Fri, Feb 16, 7PM — Steve Yarbrough, author of THE UNMADE WORLD: A NOVEL, and Ewa Hryniewicz-Yarbrough, author of OBJECTS OF AFFECTION

About OBJECTS OF AFFECTION:

Ewa Hryniewicz-Yarbrough arrived in the United States from Poland in 1984, bringing memories of life under a totalitarian regime, where the personal was always political. In essay after essay in Objects of Affection, her remarkable debut, Hryniewicz-Yarbrough shows the immigrant’s double perspective, exploring a bi-polar world of displacement and rootlessness, geography and memory, individual and family history, always with an acute awareness of losses and gains that accompany adaptation to a new language and culture and the creation of a new identity.

Ewa Hryniewicz-Yarbrough is a native of Poland. Her essays were published in journals such as Agni, Ploughshares, The American Scholar, The Threepenny Review, and TriQuarterly. One of her pieces, “Objects of Affection,” was selected for inclusion in The Best American Essays 2012; five others were listed among Notable Essays for 2011, 2013, 2014, 2015, and 2017. She divides her time between Boston and Kraków.

About THE UNMADE WORLD:

Set against a backdrop of the current political and cultural upheaval in the US and Eastern Europe, The Unmade World is a thoughtful, scope-y literary novel with a dose of suspense that moves from Poland to California to the Hudson Valley and back to Poland. It covers a decade in the lives of an American journalist and a Polish small businessman turned petty criminal and the wrenching aftermath of an accidental, tragic encounter between these two on a snowy night in 2006 on the outskirts of Krakow. The accident costs the lives of the American journalist Richard Brennan’s wife and daughter, an event that colors the rest of his life. It also leads to a downward spiral for Bogdan Baranowsk, leaving emotional scars as he suffers the seemingly inevitable loss of his business, his home, and his wife.
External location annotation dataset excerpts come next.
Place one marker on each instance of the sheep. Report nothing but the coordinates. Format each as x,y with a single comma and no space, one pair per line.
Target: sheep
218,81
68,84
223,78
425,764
The Unmade World is a story of ordinary, otherwise decent people from various backgrounds and circumstances who must learn how to live with the personal grief, sense of guilt, and the emotional consequences of violence. Along the way, the novel grapples with a spectrum of cultural and political issues. It includes a murder mystery wrapped around the corruption of major college sports, the pressures on immigrants and refugees in both the US and Poland, the fallout of political change, economic upheavals and armed conflicts–including the horrific destruction of Luhansk, Ukraine in 2014. It also references the 2016 presidential campaign, cultural politics in the American university, and the demise of print journalism, etc., though never in a dogmatic or overtly partisan way.
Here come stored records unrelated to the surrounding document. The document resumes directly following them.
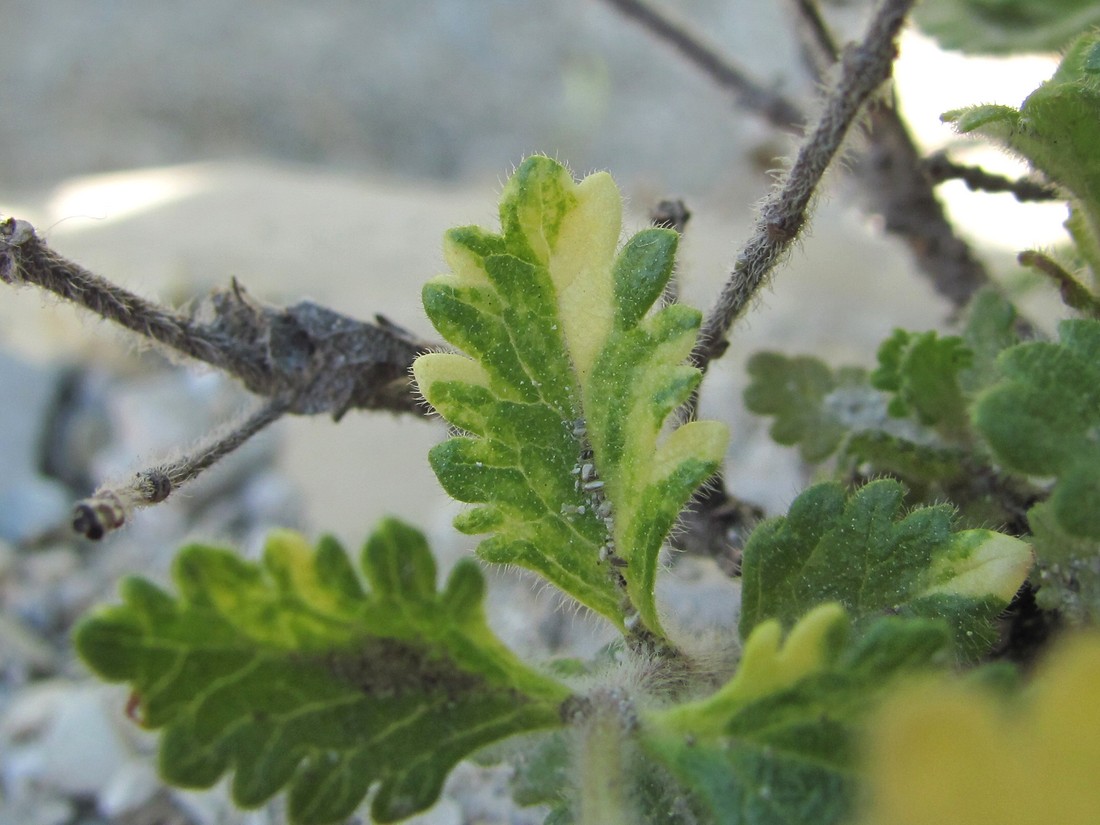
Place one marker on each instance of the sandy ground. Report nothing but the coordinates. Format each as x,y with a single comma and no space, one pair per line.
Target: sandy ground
364,245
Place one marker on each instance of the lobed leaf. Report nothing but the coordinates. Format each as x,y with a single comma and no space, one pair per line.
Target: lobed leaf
955,754
1005,26
814,407
776,745
922,371
1043,417
1068,569
289,673
563,389
862,551
1057,131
Steve Yarbrough is the author of ten books. He has won numerous awards, including the Richard Wright Award, the Robert Penn Warren Award, the California Book Award, the Mississippi Institute of Arts and Letters Award for Fiction, the Mississippi Authors Award, etc. He has also been a finalist for the PEN/Faulkner Award. His work has appeared in Best American Short Stories, Best American Mystery Stories, and the Pushcart Prize Anthology, and has also been published in Ireland, the UK, the Netherlands, Japan and Poland. He currently teaches at Emerson College and lives in Stoneham, MA with his wife Ewa.